I’ve failed exoskeletons.

coolshot DS

It is possible this isn’t purely a language thing. Wikipedia has articles on other Malaysian films, so maybe Mantera‘s problem is that no one really cares about it. Maybe it’s just a terrible movie that everyone immediately forgot, and because it exists outside the Western tradition of obsessively cataloguing and discussing every piece of pulp that hits our eyeballs (this blog being a prime example) nobody cared enough to write about it – and thus, no place on the list.

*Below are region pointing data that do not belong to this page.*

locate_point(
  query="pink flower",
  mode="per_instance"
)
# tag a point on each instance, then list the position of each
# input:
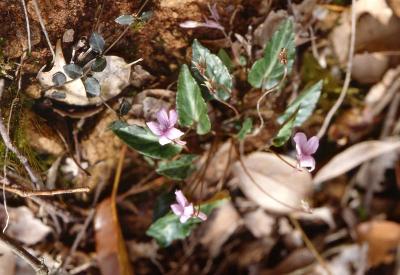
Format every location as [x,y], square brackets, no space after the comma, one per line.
[305,148]
[164,127]
[184,209]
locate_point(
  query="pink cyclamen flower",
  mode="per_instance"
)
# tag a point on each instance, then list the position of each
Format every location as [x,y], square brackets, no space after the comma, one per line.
[305,148]
[164,127]
[185,210]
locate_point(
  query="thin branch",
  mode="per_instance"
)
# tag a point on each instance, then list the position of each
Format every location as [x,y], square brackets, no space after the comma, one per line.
[30,193]
[37,10]
[7,142]
[346,83]
[267,92]
[28,29]
[310,245]
[37,265]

I really would like to apologize again for all the editorialising in this post. Ordinarily I try to distance myself more, treat the Wikipedia page itself as gospel. The only reason I’m crossing that line now is that, at some point in the process, this actually became about the exoskeletons for me. I care about this insane fake sub-genre now; and while Wikipedia remains the most comprehensive and reliable source that I know of on the subject, I feel compelled to do a little reading outside what is independently verifiable. And I guess I figured, on a day like today, where nothing really counts and everything you hear is kinda non-canon… maybe this is a good time to talk about what I’ve found? Maybe, for just one day, I could revel in the fact that I’m not Wikipedia!

Maybe I could tell you, honestly, hey, look at me now: I think Big Hero 6 and Mantera are examples of exoskeletal cinema. There I said it. No one’s gonna back me up on that. I could be wrong, or crazy, or outright lying. Who knows?! This is the internet! But I’m saying what I think is true, and if you’ve found my evidence persuasive then, hey, maybe it’s true for both of us!

Tomorrow I’ll go back to playing by the rules, honest. Just for today though, let’s hear it for the new heroes of the just-now-invented-by-me revisionist exoskeletal cinema: MANTERA and the Monster Suit. Take a bow!